When he opened his bloodshot eyes, Amos laughed and jerked him upright and shook some of the slumber out of him. “Come, Wint,” he commanded heartily. “I’ve got a cold tub all ready. Jump in it. Got to get in shape, y’know. Inaugurated t’day.”
Wint groaned and held his head in both hands. “Hell with it,” he scowled. “Inaugural. Whole damn business. I’m not goin’ to do it. Goin’ sleep. Hell with it, I say.”
He tried to drop back on the bed, but Amos laughed and caught him and dragged him to his feet. “Come out of it,” he enjoined. “You’ll be all right.”
Wint shook his head stubbornly; then cried out with pain at the shaking. The fumes of the liquor were gone out of him; he was only dreadfully sleepy and dreadfully sick. He felt as though he were pulled and tortured by pricking wires that tore his flesh, and his eyelids were as heavy as lead and as hot as coals upon his bloodshot eyes. But he opened them, and said heavily: “No, Congressman Caretall. It’s off. I won’t do it. I’m through.”
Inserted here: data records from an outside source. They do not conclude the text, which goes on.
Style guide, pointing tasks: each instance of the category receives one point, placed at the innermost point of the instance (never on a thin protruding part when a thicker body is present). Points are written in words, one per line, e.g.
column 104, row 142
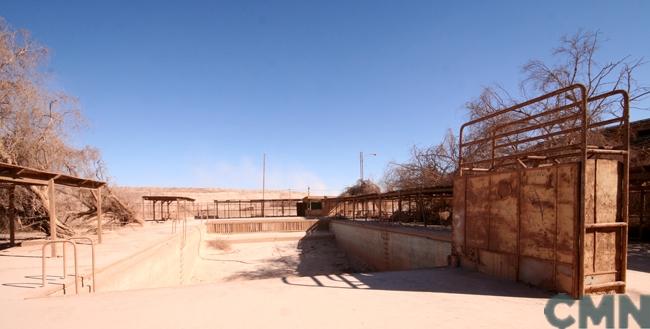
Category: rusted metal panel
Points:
column 458, row 230
column 504, row 192
column 607, row 190
column 477, row 211
column 536, row 272
column 570, row 214
column 538, row 213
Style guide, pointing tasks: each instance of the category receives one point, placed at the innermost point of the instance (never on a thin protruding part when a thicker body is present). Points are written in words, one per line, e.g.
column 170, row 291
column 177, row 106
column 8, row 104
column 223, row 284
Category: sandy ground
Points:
column 268, row 285
column 263, row 255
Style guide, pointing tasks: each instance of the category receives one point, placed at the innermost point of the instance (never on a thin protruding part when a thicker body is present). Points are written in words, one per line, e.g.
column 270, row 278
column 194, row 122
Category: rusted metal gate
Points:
column 542, row 192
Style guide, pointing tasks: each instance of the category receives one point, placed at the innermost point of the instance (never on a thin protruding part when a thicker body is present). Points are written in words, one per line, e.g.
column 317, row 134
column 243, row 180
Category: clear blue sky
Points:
column 191, row 93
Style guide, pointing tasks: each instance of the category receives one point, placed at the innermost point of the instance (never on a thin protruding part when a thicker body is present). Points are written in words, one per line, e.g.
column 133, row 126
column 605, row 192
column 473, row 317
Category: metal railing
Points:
column 74, row 244
column 76, row 268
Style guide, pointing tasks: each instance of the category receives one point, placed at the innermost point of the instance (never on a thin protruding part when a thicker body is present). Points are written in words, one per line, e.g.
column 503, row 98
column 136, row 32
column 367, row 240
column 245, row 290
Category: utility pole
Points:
column 263, row 181
column 361, row 163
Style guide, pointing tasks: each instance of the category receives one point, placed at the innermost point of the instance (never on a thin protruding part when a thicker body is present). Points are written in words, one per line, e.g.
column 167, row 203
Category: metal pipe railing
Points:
column 92, row 248
column 76, row 268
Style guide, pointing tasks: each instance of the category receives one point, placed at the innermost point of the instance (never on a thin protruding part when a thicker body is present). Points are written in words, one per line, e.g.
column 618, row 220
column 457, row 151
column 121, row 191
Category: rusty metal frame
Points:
column 91, row 243
column 76, row 268
column 575, row 115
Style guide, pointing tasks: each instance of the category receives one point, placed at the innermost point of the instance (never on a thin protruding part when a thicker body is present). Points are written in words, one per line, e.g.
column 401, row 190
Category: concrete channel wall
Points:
column 385, row 248
column 168, row 263
column 266, row 225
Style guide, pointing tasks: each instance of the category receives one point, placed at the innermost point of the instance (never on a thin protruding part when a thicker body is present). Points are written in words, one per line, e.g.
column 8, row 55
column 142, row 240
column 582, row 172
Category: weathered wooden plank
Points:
column 458, row 231
column 504, row 193
column 478, row 206
column 608, row 190
column 567, row 211
column 538, row 225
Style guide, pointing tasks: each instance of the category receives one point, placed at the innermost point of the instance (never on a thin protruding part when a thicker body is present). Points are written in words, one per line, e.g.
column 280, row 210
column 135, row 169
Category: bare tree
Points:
column 35, row 122
column 361, row 187
column 430, row 166
column 575, row 62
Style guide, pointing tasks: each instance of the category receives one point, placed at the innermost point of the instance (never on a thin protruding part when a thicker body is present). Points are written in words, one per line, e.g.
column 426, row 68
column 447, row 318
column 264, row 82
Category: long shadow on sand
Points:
column 638, row 257
column 438, row 280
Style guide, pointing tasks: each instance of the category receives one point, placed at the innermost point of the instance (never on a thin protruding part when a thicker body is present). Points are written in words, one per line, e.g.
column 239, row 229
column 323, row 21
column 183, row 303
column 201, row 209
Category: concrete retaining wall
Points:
column 266, row 225
column 391, row 249
column 168, row 263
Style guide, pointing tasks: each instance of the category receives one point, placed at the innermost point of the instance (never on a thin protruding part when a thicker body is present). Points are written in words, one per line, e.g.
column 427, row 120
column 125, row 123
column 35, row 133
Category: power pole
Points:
column 361, row 165
column 263, row 181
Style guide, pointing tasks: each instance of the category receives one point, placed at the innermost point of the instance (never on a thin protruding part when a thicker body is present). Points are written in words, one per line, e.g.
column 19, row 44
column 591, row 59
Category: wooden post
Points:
column 99, row 216
column 12, row 215
column 50, row 192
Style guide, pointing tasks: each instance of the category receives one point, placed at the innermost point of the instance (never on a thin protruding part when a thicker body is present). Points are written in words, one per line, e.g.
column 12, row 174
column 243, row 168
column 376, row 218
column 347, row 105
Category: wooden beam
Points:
column 23, row 181
column 52, row 201
column 99, row 216
column 12, row 215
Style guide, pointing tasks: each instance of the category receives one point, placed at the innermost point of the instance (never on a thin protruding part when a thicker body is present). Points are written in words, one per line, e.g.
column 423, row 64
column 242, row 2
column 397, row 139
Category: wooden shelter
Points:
column 19, row 175
column 542, row 192
column 164, row 200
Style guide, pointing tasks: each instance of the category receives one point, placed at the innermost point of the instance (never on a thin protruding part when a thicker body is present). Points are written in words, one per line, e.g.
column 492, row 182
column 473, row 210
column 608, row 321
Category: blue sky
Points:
column 191, row 93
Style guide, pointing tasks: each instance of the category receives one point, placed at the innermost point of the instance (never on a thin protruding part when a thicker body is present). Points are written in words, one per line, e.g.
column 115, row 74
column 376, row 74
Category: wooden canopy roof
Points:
column 165, row 198
column 29, row 176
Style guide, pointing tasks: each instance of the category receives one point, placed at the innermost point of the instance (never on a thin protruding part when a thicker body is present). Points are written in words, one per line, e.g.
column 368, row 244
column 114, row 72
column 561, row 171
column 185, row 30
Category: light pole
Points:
column 263, row 181
column 361, row 162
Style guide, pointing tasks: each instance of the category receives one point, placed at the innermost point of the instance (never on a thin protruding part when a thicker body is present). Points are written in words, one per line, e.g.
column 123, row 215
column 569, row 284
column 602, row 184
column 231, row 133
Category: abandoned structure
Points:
column 542, row 193
column 13, row 175
column 170, row 207
column 427, row 205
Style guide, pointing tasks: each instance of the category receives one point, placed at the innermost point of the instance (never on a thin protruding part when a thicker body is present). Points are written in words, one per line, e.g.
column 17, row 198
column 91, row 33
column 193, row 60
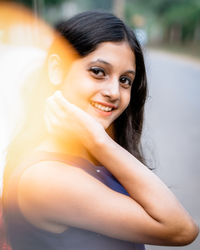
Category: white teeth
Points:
column 101, row 107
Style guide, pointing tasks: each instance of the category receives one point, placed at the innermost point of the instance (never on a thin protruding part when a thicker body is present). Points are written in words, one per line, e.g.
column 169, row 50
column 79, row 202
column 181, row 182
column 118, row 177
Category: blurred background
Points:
column 169, row 32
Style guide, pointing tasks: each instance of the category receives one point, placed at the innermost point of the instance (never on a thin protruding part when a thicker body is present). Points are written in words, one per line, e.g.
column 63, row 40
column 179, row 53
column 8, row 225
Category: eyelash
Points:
column 96, row 70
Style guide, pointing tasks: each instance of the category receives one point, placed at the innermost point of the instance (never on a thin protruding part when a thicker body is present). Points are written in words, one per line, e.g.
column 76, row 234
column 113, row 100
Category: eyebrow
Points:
column 107, row 63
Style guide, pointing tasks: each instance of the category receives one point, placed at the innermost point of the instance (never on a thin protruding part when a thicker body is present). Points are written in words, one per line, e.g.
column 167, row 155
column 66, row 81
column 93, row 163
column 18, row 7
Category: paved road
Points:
column 172, row 130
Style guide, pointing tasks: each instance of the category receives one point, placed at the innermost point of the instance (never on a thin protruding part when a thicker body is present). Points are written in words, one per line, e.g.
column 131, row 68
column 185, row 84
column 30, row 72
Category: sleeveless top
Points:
column 22, row 235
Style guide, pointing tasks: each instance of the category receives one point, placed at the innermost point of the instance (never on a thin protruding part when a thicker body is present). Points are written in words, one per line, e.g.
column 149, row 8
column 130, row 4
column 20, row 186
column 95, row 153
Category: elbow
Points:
column 184, row 235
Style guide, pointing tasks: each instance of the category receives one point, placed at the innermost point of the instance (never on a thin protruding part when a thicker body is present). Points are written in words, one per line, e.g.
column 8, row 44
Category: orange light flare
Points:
column 25, row 43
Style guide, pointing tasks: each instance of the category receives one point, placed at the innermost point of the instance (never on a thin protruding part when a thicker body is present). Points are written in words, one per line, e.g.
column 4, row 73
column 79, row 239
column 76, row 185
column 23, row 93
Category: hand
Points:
column 62, row 117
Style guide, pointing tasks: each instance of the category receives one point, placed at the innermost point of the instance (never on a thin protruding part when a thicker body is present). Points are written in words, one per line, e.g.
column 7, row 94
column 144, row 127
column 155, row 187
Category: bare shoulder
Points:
column 54, row 191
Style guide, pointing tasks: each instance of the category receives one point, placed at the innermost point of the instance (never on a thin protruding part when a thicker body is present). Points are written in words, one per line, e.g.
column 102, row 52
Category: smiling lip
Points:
column 106, row 104
column 101, row 111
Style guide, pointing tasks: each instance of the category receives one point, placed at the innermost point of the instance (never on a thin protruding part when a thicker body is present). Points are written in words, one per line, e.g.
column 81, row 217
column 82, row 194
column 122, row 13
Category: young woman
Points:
column 84, row 185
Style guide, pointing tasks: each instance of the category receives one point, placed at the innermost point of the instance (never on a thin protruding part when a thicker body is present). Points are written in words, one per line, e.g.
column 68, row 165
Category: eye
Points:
column 126, row 81
column 97, row 72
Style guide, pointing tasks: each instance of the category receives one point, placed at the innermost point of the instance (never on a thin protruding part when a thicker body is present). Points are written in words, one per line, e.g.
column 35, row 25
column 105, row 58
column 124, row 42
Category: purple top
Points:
column 23, row 235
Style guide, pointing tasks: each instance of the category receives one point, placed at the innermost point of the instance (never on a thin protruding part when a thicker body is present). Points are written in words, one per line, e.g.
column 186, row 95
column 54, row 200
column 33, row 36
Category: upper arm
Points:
column 65, row 195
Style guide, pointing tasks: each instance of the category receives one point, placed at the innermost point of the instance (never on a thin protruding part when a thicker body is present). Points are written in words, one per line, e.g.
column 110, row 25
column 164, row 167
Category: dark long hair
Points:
column 85, row 32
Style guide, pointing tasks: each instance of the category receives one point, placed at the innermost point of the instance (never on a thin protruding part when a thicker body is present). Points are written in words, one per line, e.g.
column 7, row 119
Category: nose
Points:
column 111, row 90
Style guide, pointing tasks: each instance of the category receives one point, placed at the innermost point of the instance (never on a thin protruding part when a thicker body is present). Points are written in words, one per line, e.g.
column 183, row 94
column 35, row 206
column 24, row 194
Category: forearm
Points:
column 142, row 184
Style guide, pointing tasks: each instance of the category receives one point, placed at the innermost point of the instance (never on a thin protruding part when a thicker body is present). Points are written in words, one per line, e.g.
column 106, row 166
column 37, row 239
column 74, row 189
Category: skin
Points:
column 150, row 215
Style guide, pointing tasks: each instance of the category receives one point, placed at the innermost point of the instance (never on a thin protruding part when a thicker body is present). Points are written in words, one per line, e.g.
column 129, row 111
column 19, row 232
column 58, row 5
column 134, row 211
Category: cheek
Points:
column 126, row 97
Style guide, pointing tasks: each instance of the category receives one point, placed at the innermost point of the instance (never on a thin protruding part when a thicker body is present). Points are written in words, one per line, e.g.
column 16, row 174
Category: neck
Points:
column 71, row 146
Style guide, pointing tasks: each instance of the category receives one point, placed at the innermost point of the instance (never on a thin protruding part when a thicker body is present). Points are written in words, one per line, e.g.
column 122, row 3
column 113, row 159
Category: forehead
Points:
column 115, row 53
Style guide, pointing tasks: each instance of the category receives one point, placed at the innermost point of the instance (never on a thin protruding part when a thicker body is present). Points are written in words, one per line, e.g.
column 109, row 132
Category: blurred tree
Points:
column 179, row 19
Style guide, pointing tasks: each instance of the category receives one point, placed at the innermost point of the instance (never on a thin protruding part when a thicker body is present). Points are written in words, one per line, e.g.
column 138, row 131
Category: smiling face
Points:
column 100, row 83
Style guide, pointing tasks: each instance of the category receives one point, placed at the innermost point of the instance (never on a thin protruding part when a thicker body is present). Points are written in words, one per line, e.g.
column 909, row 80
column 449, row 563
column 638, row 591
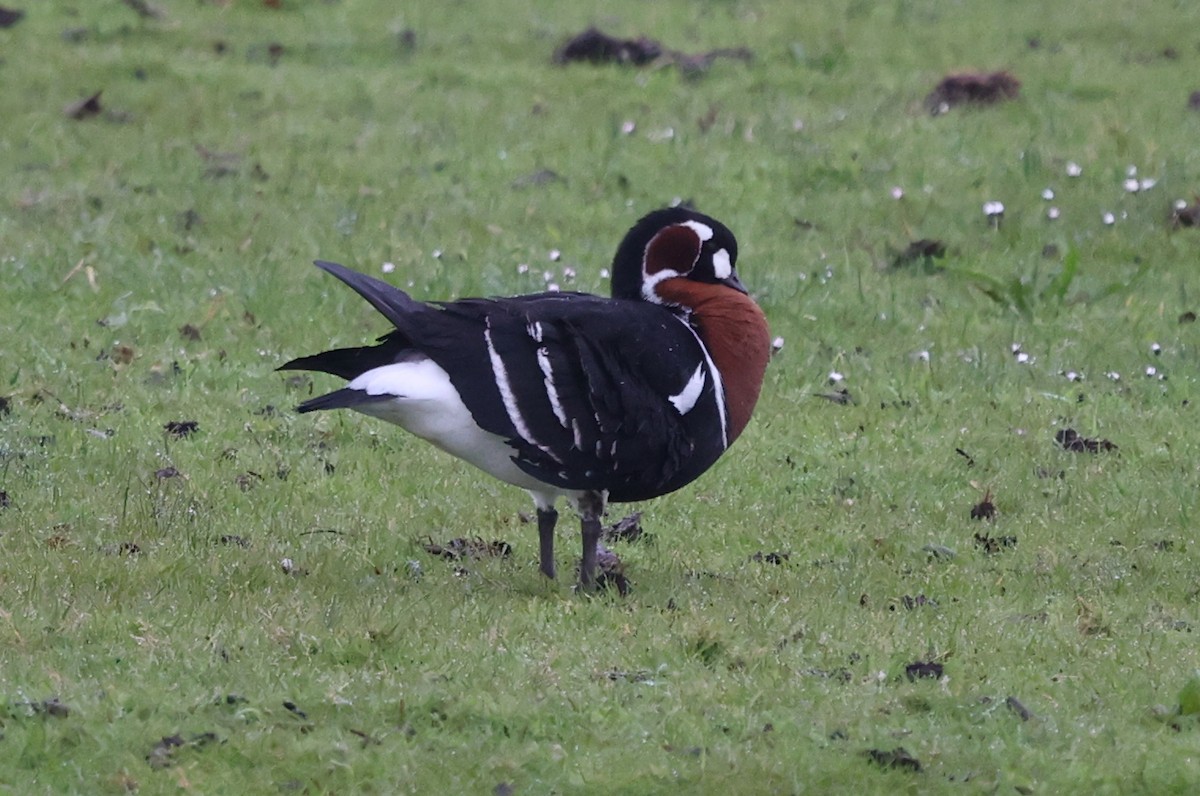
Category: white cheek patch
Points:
column 721, row 265
column 702, row 229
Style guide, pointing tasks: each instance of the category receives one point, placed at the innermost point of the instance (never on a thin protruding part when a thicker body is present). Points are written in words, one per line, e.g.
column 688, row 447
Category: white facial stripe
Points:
column 685, row 401
column 721, row 265
column 702, row 229
column 652, row 281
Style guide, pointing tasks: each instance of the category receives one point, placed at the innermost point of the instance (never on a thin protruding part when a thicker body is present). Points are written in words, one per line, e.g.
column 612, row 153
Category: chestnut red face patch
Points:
column 675, row 245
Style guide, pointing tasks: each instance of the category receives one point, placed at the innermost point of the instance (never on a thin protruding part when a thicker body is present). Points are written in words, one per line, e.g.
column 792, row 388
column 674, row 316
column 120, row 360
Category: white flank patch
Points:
column 502, row 382
column 551, row 390
column 721, row 265
column 685, row 401
column 424, row 402
column 702, row 229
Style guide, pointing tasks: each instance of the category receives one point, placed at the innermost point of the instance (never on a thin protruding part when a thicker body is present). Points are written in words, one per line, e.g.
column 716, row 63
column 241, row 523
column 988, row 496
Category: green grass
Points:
column 215, row 175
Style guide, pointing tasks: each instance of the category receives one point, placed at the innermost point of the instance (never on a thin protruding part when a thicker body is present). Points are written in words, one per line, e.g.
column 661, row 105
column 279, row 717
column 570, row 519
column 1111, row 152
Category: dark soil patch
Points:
column 898, row 758
column 1071, row 441
column 10, row 17
column 984, row 509
column 991, row 545
column 923, row 669
column 84, row 108
column 841, row 398
column 925, row 251
column 595, row 47
column 972, row 88
column 611, row 572
column 181, row 429
column 1187, row 215
column 1014, row 705
column 628, row 528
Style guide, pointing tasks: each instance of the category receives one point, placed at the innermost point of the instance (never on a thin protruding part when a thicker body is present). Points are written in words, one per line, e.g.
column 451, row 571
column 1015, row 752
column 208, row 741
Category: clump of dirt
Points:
column 984, row 509
column 84, row 108
column 924, row 251
column 1072, row 441
column 994, row 544
column 972, row 88
column 181, row 429
column 611, row 572
column 595, row 47
column 628, row 528
column 1187, row 216
column 924, row 669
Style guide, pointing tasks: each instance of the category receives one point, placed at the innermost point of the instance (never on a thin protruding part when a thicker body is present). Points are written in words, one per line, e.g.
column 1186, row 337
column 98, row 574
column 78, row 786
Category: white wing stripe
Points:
column 685, row 401
column 510, row 400
column 551, row 390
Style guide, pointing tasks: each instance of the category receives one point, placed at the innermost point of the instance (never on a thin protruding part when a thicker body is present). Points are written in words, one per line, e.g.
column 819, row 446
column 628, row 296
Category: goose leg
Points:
column 591, row 510
column 546, row 520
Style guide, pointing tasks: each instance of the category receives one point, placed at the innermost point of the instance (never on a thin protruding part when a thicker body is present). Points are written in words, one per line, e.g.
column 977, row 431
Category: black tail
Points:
column 348, row 363
column 342, row 399
column 391, row 301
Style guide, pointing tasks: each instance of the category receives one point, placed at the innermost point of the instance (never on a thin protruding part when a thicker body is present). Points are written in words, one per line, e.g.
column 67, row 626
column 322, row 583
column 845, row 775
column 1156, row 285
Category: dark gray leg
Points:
column 546, row 520
column 591, row 510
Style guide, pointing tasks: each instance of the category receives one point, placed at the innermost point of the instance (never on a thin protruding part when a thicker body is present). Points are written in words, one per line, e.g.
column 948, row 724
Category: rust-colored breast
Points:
column 736, row 334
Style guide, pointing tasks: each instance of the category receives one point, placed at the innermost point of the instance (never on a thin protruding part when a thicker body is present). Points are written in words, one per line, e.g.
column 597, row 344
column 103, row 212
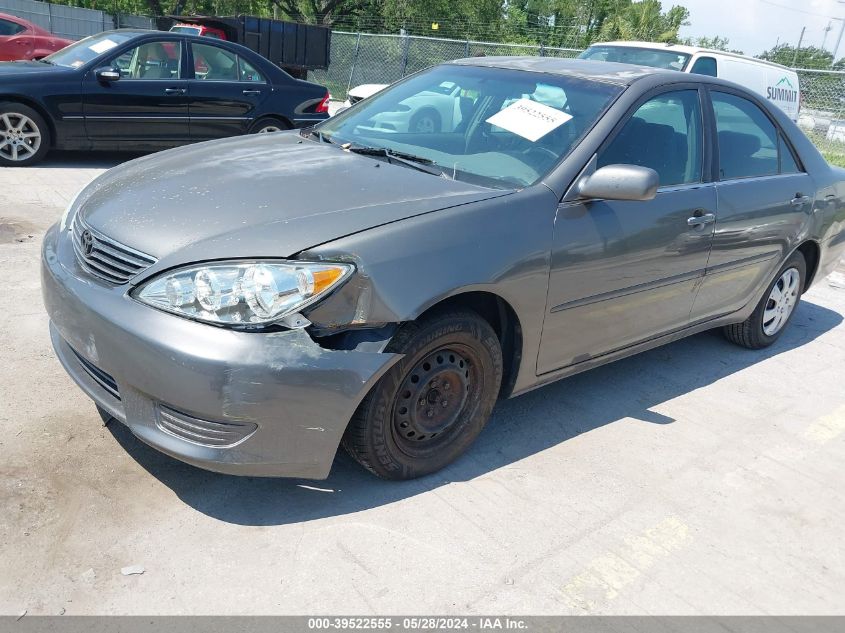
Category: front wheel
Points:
column 24, row 135
column 430, row 406
column 775, row 310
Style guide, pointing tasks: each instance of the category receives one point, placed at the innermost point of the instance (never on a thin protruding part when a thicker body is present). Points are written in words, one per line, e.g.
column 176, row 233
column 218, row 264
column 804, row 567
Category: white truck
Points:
column 774, row 82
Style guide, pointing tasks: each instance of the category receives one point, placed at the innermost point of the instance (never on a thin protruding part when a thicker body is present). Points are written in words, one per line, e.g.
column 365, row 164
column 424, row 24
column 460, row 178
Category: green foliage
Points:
column 716, row 43
column 644, row 21
column 556, row 23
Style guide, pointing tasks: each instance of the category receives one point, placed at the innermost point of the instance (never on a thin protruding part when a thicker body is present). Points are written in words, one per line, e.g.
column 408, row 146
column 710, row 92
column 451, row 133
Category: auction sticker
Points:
column 529, row 119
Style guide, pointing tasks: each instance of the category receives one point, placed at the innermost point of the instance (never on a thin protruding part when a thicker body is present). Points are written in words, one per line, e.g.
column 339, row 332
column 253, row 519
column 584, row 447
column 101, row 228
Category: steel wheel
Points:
column 20, row 137
column 782, row 301
column 432, row 398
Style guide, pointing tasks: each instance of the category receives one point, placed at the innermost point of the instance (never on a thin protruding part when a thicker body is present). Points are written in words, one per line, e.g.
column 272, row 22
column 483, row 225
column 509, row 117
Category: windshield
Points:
column 491, row 126
column 655, row 57
column 84, row 51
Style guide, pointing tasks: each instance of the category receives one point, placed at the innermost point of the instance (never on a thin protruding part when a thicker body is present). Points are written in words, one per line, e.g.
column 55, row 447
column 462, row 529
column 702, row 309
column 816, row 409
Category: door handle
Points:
column 799, row 200
column 700, row 219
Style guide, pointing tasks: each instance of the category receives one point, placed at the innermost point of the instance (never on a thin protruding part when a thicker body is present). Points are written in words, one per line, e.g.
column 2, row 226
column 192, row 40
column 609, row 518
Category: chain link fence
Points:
column 822, row 114
column 360, row 58
column 72, row 23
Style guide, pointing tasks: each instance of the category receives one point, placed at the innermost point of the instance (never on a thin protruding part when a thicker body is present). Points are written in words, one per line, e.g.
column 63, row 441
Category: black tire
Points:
column 751, row 332
column 15, row 150
column 403, row 429
column 267, row 122
column 428, row 117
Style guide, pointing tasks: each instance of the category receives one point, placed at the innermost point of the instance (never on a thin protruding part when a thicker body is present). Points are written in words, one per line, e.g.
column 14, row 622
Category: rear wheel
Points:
column 430, row 406
column 24, row 135
column 775, row 310
column 267, row 125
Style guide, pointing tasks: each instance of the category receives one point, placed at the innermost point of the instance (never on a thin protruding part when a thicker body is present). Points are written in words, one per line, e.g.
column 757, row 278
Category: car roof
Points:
column 688, row 50
column 613, row 72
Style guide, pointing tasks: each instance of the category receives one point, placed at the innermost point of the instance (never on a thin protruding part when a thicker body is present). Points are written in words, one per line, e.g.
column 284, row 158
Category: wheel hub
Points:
column 432, row 396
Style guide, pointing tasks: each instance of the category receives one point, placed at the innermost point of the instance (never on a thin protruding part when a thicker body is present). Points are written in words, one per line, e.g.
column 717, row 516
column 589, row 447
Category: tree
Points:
column 716, row 43
column 643, row 21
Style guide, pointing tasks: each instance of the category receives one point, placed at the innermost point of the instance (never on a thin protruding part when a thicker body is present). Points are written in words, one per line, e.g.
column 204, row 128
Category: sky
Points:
column 753, row 26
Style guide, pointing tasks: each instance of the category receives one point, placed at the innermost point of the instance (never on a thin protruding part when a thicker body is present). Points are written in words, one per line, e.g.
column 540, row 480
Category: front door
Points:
column 625, row 272
column 147, row 106
column 225, row 92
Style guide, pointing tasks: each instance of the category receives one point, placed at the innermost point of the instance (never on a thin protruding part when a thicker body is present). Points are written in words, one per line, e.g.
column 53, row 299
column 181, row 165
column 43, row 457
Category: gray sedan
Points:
column 248, row 305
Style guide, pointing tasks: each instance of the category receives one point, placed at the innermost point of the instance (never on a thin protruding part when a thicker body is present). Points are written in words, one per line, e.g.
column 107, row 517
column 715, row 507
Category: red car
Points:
column 20, row 39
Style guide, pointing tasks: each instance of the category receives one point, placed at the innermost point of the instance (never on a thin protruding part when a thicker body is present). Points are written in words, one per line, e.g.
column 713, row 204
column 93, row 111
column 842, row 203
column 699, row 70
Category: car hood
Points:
column 267, row 195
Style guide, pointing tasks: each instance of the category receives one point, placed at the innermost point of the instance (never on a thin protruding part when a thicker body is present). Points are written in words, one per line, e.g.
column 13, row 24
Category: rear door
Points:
column 148, row 105
column 624, row 272
column 764, row 197
column 225, row 91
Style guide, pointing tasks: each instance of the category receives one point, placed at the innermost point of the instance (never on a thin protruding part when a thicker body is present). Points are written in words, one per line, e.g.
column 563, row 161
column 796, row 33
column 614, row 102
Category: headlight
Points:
column 248, row 293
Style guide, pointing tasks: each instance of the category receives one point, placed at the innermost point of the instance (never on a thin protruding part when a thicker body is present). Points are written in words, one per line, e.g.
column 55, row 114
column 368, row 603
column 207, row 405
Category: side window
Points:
column 212, row 63
column 153, row 60
column 248, row 72
column 663, row 134
column 788, row 164
column 7, row 27
column 748, row 140
column 704, row 66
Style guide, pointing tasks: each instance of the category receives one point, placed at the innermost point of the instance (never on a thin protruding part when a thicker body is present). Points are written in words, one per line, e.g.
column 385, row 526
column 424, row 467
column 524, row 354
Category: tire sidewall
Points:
column 466, row 331
column 43, row 128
It was as Amos groped for a next word that the siren began to blow. This was the signal for the morning’s casting. The engineer must have been in good spirits that morning, for he gave more than full measure on the blast. The whistle shrieked and roared till the very windows rattled and shivered in their places; and Wint, at the first sound, whipped up his hands to shield his agonized ears, and dropped on the bed and held his head and groaned until his groan became almost a shriek with the pain. Then, when the siren died into silence, he got dully to his feet, and glared at Amos, who said huskily: “I’d like t’ kill man that did that. Like to dynamite that whistle. Anything—make it keep quiet.”
Amos suddenly smiled; then he chuckled. “Well, Wint,” he said quickly, “there’s ways to make it keep quiet.”
Wint looked at him with torpid interest. “I’ll bite,” he said. “Tell me one.”